Plus soma for spasms. So confused!
Forgot to mention already on max dose 800 mg gabapentin. And I still fan't control pain to go back to a simple job. So frustrated....
Hi there...
It is very common for most Drs. to move their patients from a short acting medication to a long acting one when they move from the "acute" pain phase...which is up to three months to the "chronic" pain phase, which is thereafter.
I'm confused on why you wouldn't do well on Oxycontin if you do well on Percocet. It is the exact same opiate. Oxycodone. The only difference is that it lasts longer. Obviously the Percocet has Acetaminophen in it..so if you are on Oxycontin you can always add a Tylenol if needed.
But this is going to not make sense to your Dr. if you tell them this.
And with spine issues....an opiate is not the main medication for treatment. Most patients are on a nerve pain medication like Lyrica, Neurontin, or Cymbalta. These target specific nerve pain which is your main source of pain with the herniated discs and sciatic nerve pain. An opiate does not work well for this.
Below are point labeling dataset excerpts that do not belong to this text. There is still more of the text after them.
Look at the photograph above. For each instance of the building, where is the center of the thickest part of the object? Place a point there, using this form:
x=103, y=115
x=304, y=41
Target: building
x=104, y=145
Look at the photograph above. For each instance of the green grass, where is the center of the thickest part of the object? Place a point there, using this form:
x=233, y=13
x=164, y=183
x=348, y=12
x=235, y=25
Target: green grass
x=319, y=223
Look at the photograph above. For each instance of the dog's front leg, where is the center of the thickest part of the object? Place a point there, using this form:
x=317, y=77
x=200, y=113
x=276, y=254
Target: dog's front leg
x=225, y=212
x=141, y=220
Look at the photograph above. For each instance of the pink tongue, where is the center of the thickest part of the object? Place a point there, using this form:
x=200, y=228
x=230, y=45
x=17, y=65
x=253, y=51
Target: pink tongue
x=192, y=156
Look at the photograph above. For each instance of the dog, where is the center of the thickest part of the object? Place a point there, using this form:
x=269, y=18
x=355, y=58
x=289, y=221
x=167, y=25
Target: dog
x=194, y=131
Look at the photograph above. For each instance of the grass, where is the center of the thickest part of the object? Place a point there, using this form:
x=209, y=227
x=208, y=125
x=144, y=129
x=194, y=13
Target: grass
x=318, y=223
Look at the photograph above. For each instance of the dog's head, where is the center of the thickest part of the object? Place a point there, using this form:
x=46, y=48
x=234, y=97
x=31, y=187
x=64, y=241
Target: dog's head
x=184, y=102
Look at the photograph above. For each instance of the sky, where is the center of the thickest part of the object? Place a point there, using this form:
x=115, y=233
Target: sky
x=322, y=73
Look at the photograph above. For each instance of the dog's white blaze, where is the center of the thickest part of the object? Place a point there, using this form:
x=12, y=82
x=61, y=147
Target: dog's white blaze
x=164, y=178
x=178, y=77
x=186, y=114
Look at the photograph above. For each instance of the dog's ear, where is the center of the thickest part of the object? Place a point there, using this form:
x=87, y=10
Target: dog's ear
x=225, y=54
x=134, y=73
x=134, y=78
Same thing with having a muscle relaxer to take as needed. Flexeril, Skelaxin, Robaxin, Baclofen, or Zanaflex. This is very useful for those times with bad muscle spasms...
Again...an opiate does not target spasms. An opiate just makes our brain not "care" as much. And sure, it can be a small part of one's treatment...but it should never be the main part.
There is also daily exercise, yoga/stretching, acupuncture, ultrasound massage, physical therapy, aqua therapy, TENS unit, ice, heat, injections, steroids, counseling, not smoking, eating healthy, etc..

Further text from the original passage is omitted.